O Congresso, que inicialmente considerou Jerí um candidato idôneo, o destituiu na terça-feira por “má conduta no exercício de suas funções e falta de idoneidade para exercer o cargo”, também em um rápido processo.
Jerí caiu em desgraça em janeiro, quando o Ministério Público abriu uma investigação por suposto “tráfico de influência e patrocínio ilegal de interesses” após vir à tona uma reunião secreta com um empresário chinês que faz negócios com o governo.
Sua situação se complicou este mês com outra investigação sobre “tráfico de influência” por sua suposta intervenção na contratação de nove mulheres em seu governo.
– “Sem bússola” –
“Estamos aqui, sem bússola”, lamenta Jorge Becerra, engenheiro civil de 63 anos entrevistado pela AFP no distrito turístico de Miraflores. “Há instabilidade demais, nenhum planejamento e nenhuma estratégia”, afirmou.
Esther Tordoya, designer de interiores de 48 anos, considera que essa nova crise política “é uma farsa, uma piada”. “Fico indignada de ser o motivo de chacota da região”, declarou.
“Enquanto o circo deles (no Congresso) continua, nós seguimos trabalhando”, acrescenta, sentada em frente à universidade onde seu filho faz uma prova de admissão.
Um número recorde de mais de 30 candidatos aspira chegar à presidência nas eleições de abril, que marcarão também o retorno a um Parlamento bicameral.
A saída de Jerí “foi provocada ao se constatar que ele era um político que não tinha a fortaleza para ser um verdadeiro estadista”, disse à AFP o constitucionalista Aníbal Quiroga.
Quatro congressistas se inscreveram para dirigir o Congresso e sucedê-lo por esses poucos meses, entre eles María del Carmen Alva, ex-presidente do Parlamento em 2021 e porta-voz do partido Ação Popular.
Os outros candidatos são José Balcázar, parlamentar de esquerda; Edgard Reymundo, um socialista de longa trajetória; e Héctor Acuña, representante independente questionado por conflitos de interesse.
– Tempos incertos –
O Peru enfrenta desde 2016 uma crise de instabilidade institucional caracterizada por um Poder Legislativo dominante sobre um Executivo frágil.
Dos últimos sete presidentes, quatro foram destituídos pelo Congresso e dois renunciaram antes de ter o mesmo destino.
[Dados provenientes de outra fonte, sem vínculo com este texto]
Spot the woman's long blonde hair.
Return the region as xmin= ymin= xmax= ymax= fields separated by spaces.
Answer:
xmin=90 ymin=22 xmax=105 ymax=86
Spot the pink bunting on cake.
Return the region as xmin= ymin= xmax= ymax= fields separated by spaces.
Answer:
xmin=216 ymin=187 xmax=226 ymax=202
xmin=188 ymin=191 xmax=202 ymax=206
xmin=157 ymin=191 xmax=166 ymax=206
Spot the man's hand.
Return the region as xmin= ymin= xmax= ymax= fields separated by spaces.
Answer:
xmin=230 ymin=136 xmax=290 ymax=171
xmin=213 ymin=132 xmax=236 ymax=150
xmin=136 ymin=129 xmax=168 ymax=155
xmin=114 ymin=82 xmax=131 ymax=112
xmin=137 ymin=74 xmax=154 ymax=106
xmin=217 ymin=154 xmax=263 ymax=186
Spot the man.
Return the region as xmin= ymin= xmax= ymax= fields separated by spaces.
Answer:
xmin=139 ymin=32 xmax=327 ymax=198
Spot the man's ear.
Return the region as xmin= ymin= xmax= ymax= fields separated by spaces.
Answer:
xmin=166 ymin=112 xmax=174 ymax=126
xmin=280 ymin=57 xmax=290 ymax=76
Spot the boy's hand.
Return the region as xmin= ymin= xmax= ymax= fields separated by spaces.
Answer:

Apenas um conseguiu concluir o mandato interino.
“Incapacidade moral é uma cláusula política feita para se desfazer de um presidente quando ele não tem a aceitação do Congresso”, explicou Quiroga.
O mandato de Jerí deveria garantir a transparência das eleições presidenciais e legislativas de abril.
“Essa crise pode ser um peso eleitoral para os partidos que colocaram Jerí na presidência, como o Força Popular de Keiko Fujimori”, disse à AFP Fernando Tuesta, cientista político da Universidade Católica.
A estabilidade do oitavo presidente não está garantida: “Não se pode assegurar que quem substituir Jerí consiga chegar até julho”, apontou o analista político Augusto Álvarez à AFP.
O Peru blindou sua economia social de mercado diante das crises políticas. O sol é uma das moedas mais estáveis da América Latina e a inflação anual não supera 1,5%.
Seu calcanhar de Aquiles é a informalidade: sete em cada dez peruanos trabalham sem proteção social nem benefícios trabalhistas legais.
“O impacto econômico vai ser nenhum. A parte da informalidade econômica faz com que a vida econômica esteja divorciada da vida política. A economia, por sua vez, segue em piloto automático e a vida política está muito complicada”, disse Quiroga.